As a young man, L.L. Hamline studied law and was admitted to the Ohio bar. In 1828 he converted to Methodism and was granted a license to preach. After several years as a preacher, he was appointed in 1834 as assistant editor of the Western Christian Advocate, and when The Ladies’ Repository was established in 1841, he was given editorship of that journal. He held this position until 1844, when he was elected Bishop. He retired in 1852.
Late in his life, Bishop Hamline’s property investments had appreciated, so that he was modestly wealthy, with some estimates of his wealth reaching $100,000. When informed of the value of his holdings, Bishop Hamline believed that it was his Christian duty to dispose of his wealth in a just manner.
The cause of education in the West was of great concern to him, and he desired to aid the creation of colleges there. As a result, he began a correspondence with Rev. Brooks of Minnesota and Rev. Bowman of Iowa to ascertain what their needs were.

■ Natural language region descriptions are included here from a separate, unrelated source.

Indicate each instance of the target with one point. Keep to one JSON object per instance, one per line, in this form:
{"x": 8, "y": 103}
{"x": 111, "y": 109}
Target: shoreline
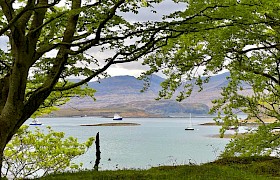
{"x": 112, "y": 124}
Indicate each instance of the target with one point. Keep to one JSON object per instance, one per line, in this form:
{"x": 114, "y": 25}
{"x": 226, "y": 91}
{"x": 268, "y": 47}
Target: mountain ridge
{"x": 122, "y": 94}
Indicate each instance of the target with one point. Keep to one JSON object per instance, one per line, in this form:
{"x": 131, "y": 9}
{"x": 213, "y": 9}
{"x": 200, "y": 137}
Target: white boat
{"x": 190, "y": 124}
{"x": 117, "y": 117}
{"x": 35, "y": 122}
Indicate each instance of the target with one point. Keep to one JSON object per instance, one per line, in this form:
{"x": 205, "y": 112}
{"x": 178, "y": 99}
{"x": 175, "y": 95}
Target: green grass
{"x": 232, "y": 168}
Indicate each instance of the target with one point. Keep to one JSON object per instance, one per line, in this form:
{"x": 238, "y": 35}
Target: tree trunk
{"x": 3, "y": 140}
{"x": 98, "y": 152}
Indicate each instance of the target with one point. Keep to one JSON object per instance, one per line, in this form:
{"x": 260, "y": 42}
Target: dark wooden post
{"x": 98, "y": 152}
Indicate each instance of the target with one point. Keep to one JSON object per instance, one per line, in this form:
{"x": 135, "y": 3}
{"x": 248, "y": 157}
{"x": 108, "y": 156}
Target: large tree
{"x": 241, "y": 37}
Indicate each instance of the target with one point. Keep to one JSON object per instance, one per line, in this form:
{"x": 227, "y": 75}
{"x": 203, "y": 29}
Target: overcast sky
{"x": 133, "y": 68}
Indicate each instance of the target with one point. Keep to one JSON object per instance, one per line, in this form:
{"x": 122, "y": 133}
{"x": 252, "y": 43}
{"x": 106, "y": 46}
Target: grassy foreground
{"x": 232, "y": 168}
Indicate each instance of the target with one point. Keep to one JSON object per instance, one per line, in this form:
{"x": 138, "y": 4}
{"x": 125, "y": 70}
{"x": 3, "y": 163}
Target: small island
{"x": 112, "y": 124}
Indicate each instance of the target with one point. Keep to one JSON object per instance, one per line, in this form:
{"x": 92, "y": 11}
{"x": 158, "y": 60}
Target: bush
{"x": 29, "y": 153}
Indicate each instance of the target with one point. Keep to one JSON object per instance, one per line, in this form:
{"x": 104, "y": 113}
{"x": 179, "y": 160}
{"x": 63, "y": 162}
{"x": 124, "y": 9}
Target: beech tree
{"x": 241, "y": 37}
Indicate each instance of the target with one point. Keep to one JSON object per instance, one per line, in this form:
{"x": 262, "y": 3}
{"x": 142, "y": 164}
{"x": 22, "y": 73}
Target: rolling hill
{"x": 121, "y": 94}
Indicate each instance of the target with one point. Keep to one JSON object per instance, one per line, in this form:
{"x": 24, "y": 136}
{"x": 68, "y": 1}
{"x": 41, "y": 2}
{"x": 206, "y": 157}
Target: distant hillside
{"x": 122, "y": 94}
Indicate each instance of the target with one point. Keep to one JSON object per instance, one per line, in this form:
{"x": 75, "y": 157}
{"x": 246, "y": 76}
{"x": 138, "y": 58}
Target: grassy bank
{"x": 232, "y": 168}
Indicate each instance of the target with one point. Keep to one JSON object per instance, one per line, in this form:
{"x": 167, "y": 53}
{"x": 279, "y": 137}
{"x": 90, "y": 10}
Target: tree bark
{"x": 98, "y": 152}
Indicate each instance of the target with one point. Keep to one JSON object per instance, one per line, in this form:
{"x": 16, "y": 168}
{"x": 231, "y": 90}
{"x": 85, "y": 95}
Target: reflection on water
{"x": 157, "y": 141}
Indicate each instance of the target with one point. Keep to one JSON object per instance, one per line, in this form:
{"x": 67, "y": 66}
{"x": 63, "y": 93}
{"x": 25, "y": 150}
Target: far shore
{"x": 112, "y": 124}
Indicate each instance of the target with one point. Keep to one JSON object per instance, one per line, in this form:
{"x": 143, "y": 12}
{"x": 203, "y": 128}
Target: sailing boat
{"x": 117, "y": 117}
{"x": 190, "y": 125}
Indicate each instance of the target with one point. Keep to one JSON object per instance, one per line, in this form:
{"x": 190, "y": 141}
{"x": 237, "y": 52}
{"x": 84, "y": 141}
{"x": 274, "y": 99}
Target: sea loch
{"x": 156, "y": 141}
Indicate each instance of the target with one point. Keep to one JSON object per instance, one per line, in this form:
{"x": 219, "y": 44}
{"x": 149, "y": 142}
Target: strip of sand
{"x": 112, "y": 124}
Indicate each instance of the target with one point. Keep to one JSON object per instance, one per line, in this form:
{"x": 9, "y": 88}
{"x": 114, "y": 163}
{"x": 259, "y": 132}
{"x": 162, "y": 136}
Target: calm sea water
{"x": 157, "y": 141}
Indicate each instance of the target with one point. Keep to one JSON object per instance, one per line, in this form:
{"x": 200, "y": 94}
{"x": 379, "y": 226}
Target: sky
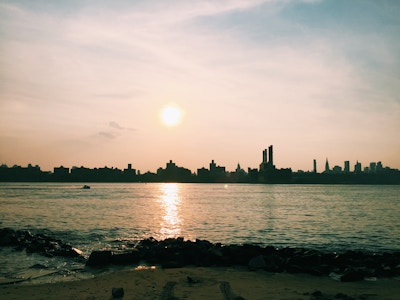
{"x": 83, "y": 83}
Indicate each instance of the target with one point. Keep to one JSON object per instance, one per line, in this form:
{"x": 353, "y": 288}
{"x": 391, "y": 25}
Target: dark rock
{"x": 117, "y": 292}
{"x": 257, "y": 263}
{"x": 352, "y": 275}
{"x": 190, "y": 280}
{"x": 125, "y": 258}
{"x": 172, "y": 265}
{"x": 99, "y": 258}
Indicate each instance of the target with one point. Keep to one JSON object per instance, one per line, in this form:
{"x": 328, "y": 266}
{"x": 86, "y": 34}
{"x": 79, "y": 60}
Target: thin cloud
{"x": 107, "y": 134}
{"x": 116, "y": 125}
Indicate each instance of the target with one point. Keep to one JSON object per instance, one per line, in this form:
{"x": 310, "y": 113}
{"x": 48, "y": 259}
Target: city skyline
{"x": 314, "y": 166}
{"x": 94, "y": 83}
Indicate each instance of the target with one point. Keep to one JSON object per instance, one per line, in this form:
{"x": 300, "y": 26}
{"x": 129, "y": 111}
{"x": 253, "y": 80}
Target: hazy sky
{"x": 83, "y": 82}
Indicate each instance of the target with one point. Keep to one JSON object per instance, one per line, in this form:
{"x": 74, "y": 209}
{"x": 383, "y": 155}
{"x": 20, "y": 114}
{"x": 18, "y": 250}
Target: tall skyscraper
{"x": 327, "y": 166}
{"x": 347, "y": 166}
{"x": 270, "y": 156}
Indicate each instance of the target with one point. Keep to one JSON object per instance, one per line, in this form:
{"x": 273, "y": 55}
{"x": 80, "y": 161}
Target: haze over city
{"x": 106, "y": 83}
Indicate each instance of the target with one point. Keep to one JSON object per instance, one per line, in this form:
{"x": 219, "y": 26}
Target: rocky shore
{"x": 178, "y": 253}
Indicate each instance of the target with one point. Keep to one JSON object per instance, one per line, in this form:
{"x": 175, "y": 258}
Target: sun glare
{"x": 171, "y": 115}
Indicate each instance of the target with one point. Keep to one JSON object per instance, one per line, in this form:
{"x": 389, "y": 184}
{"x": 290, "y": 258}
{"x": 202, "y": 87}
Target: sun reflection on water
{"x": 170, "y": 225}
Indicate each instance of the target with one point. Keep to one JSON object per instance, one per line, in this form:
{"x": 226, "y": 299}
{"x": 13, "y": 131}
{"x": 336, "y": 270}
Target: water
{"x": 324, "y": 217}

Thus, on April 17, 1854, Bishop Hamline wrote the following to his friend Rev. Kingsley:
“I have sought for some months to concentrate my pecuniary means of usefulness at some very needey point, with the purpose of a very special effort, on an extensive scale, to furnish the means and facilities of education to a large number of young persons. For this end I have been in correspondence with frontier ministers, where the field is comparatively unoccupied, and yet is so filling up with emigrants that no time should be lost. To accomplish this enterprise I have pledged to a friend, who joins me in it, all that I can possibly spare for years to come in this good cause–more than one-half of my early income–and ultimately about half of all my possessions.”
Later, on May 25, 1854, Bishop Hamline wrote the following in his diary:
“Have been visited by Rev. David Brooks, presiding elder of St. Paul District of the Methodist Episcopal Church in Minnesota. Have donated twenty-five thousand dollars for the university in Minnesota. This is about one-fourth of my estate. I have done it in a wholesome dread of such scriptures as ‘How hardly shall they that have riches enter into the kingdom of heaven.’ God has prospered me without my own agency, and added to the value of my possessions.”

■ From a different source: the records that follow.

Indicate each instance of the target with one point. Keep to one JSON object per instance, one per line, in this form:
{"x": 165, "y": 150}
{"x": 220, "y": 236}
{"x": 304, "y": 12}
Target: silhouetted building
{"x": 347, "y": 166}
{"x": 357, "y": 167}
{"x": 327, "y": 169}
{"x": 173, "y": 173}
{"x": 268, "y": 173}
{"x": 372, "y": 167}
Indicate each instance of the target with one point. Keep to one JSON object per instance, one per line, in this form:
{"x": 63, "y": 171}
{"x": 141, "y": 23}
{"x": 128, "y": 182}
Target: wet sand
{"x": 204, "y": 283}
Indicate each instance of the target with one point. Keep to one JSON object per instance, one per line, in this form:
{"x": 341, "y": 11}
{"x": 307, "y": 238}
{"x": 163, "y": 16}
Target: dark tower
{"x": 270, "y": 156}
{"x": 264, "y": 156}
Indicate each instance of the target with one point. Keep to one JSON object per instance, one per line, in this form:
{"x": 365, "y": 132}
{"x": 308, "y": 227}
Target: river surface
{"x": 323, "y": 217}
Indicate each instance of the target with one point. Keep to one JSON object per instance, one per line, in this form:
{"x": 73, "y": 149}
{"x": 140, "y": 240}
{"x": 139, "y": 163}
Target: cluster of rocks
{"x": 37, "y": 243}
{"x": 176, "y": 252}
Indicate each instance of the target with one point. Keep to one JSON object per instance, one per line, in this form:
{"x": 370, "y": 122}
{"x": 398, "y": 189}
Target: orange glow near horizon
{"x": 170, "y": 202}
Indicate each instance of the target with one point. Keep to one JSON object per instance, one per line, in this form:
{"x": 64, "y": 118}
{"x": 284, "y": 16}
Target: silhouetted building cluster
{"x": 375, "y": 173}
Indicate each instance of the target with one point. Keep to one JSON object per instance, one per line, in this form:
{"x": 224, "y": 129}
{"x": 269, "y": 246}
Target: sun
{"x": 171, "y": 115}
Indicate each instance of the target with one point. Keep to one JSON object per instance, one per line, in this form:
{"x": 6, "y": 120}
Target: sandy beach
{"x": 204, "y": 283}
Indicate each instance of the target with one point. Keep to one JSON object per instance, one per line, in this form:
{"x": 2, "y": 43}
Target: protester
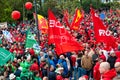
{"x": 105, "y": 71}
{"x": 46, "y": 64}
{"x": 117, "y": 68}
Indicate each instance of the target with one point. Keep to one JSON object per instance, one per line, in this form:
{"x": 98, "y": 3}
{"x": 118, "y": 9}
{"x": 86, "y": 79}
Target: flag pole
{"x": 36, "y": 21}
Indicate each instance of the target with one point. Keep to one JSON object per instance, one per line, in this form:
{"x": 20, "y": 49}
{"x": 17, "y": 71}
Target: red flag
{"x": 42, "y": 24}
{"x": 101, "y": 32}
{"x": 77, "y": 19}
{"x": 66, "y": 18}
{"x": 63, "y": 41}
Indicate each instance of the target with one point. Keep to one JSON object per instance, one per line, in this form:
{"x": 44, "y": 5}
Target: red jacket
{"x": 96, "y": 72}
{"x": 109, "y": 75}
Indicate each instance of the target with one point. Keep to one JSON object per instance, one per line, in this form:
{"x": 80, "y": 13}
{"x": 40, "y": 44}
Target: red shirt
{"x": 34, "y": 67}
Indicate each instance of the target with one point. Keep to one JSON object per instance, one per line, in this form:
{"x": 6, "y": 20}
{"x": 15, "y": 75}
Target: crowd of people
{"x": 93, "y": 63}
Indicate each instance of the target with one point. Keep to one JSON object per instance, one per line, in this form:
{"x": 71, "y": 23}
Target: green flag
{"x": 31, "y": 42}
{"x": 5, "y": 56}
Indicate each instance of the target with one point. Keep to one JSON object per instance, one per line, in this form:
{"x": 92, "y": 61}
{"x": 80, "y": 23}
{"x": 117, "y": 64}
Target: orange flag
{"x": 58, "y": 35}
{"x": 42, "y": 24}
{"x": 77, "y": 19}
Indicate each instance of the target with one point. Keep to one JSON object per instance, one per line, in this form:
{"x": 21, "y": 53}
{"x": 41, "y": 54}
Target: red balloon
{"x": 15, "y": 15}
{"x": 28, "y": 5}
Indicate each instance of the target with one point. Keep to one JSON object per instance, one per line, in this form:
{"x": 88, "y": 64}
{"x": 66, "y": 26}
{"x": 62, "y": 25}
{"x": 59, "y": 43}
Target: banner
{"x": 101, "y": 32}
{"x": 31, "y": 42}
{"x": 5, "y": 56}
{"x": 58, "y": 35}
{"x": 3, "y": 25}
{"x": 8, "y": 36}
{"x": 77, "y": 19}
{"x": 42, "y": 24}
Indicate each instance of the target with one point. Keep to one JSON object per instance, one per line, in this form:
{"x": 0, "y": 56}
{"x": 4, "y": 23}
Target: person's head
{"x": 45, "y": 78}
{"x": 117, "y": 66}
{"x": 60, "y": 70}
{"x": 104, "y": 67}
{"x": 85, "y": 77}
{"x": 36, "y": 73}
{"x": 35, "y": 61}
{"x": 62, "y": 57}
{"x": 112, "y": 53}
{"x": 12, "y": 76}
{"x": 51, "y": 68}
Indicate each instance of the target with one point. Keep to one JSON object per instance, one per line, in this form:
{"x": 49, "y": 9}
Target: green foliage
{"x": 57, "y": 6}
{"x": 115, "y": 5}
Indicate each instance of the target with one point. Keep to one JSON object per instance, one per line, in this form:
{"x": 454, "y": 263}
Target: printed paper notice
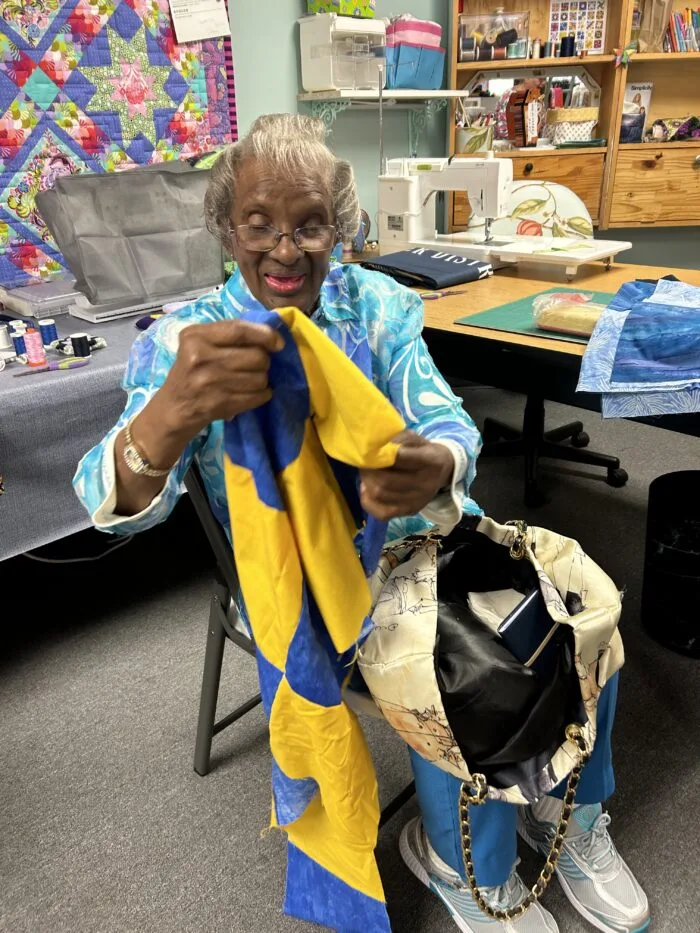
{"x": 195, "y": 20}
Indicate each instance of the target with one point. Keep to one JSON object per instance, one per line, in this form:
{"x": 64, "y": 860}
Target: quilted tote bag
{"x": 441, "y": 675}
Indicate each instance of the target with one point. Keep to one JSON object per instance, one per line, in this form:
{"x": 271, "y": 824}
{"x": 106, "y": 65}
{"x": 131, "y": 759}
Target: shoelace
{"x": 507, "y": 894}
{"x": 596, "y": 846}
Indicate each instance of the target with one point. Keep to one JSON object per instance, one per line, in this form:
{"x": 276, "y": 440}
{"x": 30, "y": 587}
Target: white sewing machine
{"x": 407, "y": 215}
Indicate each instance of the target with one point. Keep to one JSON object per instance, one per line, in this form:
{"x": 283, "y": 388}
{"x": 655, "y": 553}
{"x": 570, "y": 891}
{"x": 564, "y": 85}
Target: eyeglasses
{"x": 262, "y": 238}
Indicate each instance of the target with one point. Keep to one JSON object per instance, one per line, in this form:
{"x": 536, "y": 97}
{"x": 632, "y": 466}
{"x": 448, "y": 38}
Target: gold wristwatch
{"x": 135, "y": 459}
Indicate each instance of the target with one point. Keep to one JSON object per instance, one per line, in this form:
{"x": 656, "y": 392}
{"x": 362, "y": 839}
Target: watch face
{"x": 133, "y": 459}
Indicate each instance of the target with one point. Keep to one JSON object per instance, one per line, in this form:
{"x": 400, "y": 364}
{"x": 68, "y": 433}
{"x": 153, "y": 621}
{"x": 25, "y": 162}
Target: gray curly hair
{"x": 290, "y": 143}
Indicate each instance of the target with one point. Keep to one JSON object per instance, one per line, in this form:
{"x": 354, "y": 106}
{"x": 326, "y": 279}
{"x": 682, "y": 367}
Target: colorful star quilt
{"x": 96, "y": 86}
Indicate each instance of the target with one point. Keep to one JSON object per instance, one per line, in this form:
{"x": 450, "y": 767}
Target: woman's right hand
{"x": 220, "y": 371}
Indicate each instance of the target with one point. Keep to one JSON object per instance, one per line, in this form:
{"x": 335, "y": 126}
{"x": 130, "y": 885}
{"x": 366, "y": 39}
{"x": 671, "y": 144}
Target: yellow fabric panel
{"x": 344, "y": 402}
{"x": 268, "y": 564}
{"x": 324, "y": 531}
{"x": 339, "y": 828}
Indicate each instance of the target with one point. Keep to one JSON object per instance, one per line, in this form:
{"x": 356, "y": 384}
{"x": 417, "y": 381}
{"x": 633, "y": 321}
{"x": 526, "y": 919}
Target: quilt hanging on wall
{"x": 98, "y": 86}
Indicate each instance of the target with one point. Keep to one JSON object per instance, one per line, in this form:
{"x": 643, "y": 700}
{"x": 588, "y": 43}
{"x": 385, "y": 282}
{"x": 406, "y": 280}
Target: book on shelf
{"x": 683, "y": 34}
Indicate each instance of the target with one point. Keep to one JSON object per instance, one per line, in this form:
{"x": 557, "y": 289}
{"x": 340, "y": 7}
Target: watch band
{"x": 135, "y": 459}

Five days later, Bishop Hamline recorded his donation of another twenty-five thousand dollars for a college at Mount Vernon, Iowa, which later became known as Cornell College. With these two donations, Bishop Hamline cheerfully disposed of half of his worth.
It is important to note that Hamline University was named in honor of Bishop Hamline and chartered by the State of Minnesota and before the Minnesota Methodists learned of Bishop Hamline’s ability and willingness to donate. What is more, Bishop Hamline donated the funds without knowing the new University would bear his name. Bishop Hamline said of this: “I have given twenty-five thousand dollars to the Minnesota University, but the name was all unknown to me, and was given it before they expected any thing from me. I wish the name was changed.”
Bishop Hamline was well-known throughout his life as a friend of education for both sexes, and at least two institutions of higher learning—Hamline University and Cornell College—remain grateful he had the vision and the financial means to support the Methodist Episcopal project of bringing high-quality collegiate education to the women and men on the westernmost edges of our emerging nation.